Washington can foster solutions for Ethiopia
As America and the international community scramble to prevent a repetition of the famine that killed a million Ethiopians 25 years ago, the Obama administration must hasten an ongoing review of U.S. policy toward Ethiopia.
And as it responds to the Ethiopian government’s recent report that over 6 million lives are at risk if more food isn’t sent quickly, Congress should hold hearings and enact legislation to help Ethiopians create the conditions that are necessary to ensure that food aid is never needed again.
Ethiopia’s famine is the result of deliberate government policies that tie the majority of the population to landholdings that are barely able to provide sustenance in good times, as well as corruption and ineptitude.
Food shortages are the terrible face of deeper problems: a government that commits flagrant human rights abuses with impunity, steals elections and suppresses dissent. Although the threat of famine is horrible, it could be merely the tip of the iceberg if these underlying issues are not addressed. Frustration with rigged elections might bring the kind of violence that recently afflicted Kenya, and repression of minorities could lead to the kind of anarchy that has plagued Ethiopia’s neighbor, Somalia, for a generation.
The government of Prime Minister Meles Zenawi blames drought for the food crisis, but Martin Plaut, Africa analyst at the BBC, recently wrote that “large parts of the country have not been hit by drought” and the crisis “is in part the result of policies designed to keep farmers on the land, which belongs to the state and cannot be sold.” Plaut reported that as a result of the government’s policies, farms are “so small and the land so overworked that it could not provide for the families that work it even with normal rainfall.” He noted that keeping people impoverished in the countryside “is a way of preventing large-scale unemployment and the unrest that this might cause.”
Meles Zenawi has found it difficult enough to keep control of the 17 percent of Ethiopians who live in cities. The U.S. State Department’s 2008 Human Rights report contains a chilling inventory of the Ethiopian government’s practices. The list of abuses is too long to repeat here. Highlights include: “limitations on citizens’ right to change their government in local and by-elections; unlawful killings, torture, beating, abuse, and mistreatment of detainees and opposition supporters by security forces, usually with impunity; poor prison conditions; arbitrary arrest and detention, particularly of suspected sympathizers or members of opposition or insurgent groups; police and judicial corruption; detention without charge and lengthy pretrial detention.”
The State Department also reported “societal discrimination against persons with disabilities and religious and ethnic minorities, and government interference in union activities, including harassment of union leaders,” as well as “restrictions on freedom of the press [and the] arrest, detention, and harassment of journalists.”
The Bush administration hailed Meles Zenawi as a partner in the war on terrorism.
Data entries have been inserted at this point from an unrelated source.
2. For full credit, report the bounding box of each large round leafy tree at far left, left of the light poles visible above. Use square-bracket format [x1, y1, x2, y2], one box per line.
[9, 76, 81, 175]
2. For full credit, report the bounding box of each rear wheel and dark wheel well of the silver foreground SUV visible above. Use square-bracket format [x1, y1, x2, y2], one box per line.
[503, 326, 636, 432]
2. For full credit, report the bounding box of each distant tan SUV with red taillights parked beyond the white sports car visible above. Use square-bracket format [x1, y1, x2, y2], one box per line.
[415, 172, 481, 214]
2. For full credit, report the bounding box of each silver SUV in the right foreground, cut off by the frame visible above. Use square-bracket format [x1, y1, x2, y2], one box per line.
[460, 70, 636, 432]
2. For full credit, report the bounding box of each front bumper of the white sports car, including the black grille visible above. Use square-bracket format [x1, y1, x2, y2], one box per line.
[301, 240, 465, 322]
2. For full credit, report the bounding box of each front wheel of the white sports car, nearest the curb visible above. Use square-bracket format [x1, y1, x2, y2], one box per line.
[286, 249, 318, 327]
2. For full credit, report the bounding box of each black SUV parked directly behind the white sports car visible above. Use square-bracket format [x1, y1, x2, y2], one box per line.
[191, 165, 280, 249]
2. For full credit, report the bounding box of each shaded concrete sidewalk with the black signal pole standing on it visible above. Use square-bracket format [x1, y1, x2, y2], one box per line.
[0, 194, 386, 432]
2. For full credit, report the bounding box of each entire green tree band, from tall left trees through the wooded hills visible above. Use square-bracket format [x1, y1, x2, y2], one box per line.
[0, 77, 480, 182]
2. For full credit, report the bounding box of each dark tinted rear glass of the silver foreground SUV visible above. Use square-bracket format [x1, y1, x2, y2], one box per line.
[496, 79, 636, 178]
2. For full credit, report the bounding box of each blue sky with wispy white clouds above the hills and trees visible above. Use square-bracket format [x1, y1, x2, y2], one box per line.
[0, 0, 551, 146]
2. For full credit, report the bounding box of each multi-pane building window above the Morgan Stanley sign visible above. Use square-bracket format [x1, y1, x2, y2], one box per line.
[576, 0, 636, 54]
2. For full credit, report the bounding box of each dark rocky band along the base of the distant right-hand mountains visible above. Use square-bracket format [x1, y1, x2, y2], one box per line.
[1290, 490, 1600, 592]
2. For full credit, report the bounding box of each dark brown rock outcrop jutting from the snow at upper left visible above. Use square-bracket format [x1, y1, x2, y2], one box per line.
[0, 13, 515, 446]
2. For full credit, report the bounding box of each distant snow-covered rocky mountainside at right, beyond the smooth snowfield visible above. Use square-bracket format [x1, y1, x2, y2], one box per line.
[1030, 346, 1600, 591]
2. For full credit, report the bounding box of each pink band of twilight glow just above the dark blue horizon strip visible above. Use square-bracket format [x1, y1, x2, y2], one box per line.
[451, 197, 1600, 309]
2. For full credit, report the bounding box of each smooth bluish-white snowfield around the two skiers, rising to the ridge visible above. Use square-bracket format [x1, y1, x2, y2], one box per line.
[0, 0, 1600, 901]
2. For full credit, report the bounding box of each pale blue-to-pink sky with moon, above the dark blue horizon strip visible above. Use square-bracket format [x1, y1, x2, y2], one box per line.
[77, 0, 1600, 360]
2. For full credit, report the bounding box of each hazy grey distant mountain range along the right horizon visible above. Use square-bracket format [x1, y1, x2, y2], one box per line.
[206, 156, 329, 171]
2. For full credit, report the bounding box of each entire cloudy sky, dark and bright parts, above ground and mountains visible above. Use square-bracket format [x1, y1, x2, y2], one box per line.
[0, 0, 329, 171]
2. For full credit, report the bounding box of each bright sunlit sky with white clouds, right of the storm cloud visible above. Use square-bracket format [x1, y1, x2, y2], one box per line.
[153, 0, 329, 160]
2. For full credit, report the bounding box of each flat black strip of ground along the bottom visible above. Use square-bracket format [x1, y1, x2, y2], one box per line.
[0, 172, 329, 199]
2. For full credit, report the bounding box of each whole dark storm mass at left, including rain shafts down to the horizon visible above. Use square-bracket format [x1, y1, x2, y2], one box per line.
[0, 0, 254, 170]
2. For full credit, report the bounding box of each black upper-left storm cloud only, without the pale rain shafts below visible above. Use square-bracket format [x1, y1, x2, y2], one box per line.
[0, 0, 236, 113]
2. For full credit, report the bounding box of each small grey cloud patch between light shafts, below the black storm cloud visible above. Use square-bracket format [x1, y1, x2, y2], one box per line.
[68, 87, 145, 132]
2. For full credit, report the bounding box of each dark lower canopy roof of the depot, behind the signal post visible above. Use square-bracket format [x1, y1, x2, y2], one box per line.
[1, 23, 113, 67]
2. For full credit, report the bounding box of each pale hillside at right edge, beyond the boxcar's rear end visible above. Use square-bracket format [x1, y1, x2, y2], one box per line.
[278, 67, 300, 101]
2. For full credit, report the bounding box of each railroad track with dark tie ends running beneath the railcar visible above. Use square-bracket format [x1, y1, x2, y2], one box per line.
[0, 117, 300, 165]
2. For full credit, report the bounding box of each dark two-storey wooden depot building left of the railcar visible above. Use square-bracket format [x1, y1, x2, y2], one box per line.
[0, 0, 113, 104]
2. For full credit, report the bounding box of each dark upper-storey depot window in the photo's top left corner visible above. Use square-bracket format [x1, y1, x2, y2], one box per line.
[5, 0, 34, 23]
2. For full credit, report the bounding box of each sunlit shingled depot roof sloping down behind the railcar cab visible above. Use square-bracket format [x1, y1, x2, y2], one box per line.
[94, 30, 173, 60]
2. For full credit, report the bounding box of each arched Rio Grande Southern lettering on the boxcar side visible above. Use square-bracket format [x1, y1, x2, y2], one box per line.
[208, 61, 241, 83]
In fact, the terror he has inflicted on his own people threatens to turn a firm U.S. ally into a failed state and a haven for terrorists.
Despite the constant fear of violence and systematic government repression, Ethiopians have come together to form opposition political parties dedicated to a peaceful transition to democracy. They realize that Ethiopians must organize to save their country.
Ethiopians also know that in the absence of outside pressure, Meles Zenawi and his cronies will not change. It is essential that the international community, especially the United States, press the Ethiopian government to allow its people to exercise the most basic human and democratic rights.
With elections coming in seven months, the deadline for action is short.
By helping Ethiopians gain the kinds of democratic freedoms and human rights that Americans take for granted, the United States will ensure that humanitarian disasters become only a memory, and it will find a stable, strong partner in a troubled, strategically important corner of the globe.
Mekonen is chairman of the All Ethiopia Unity Party International Advisory Board, Foreign Relations.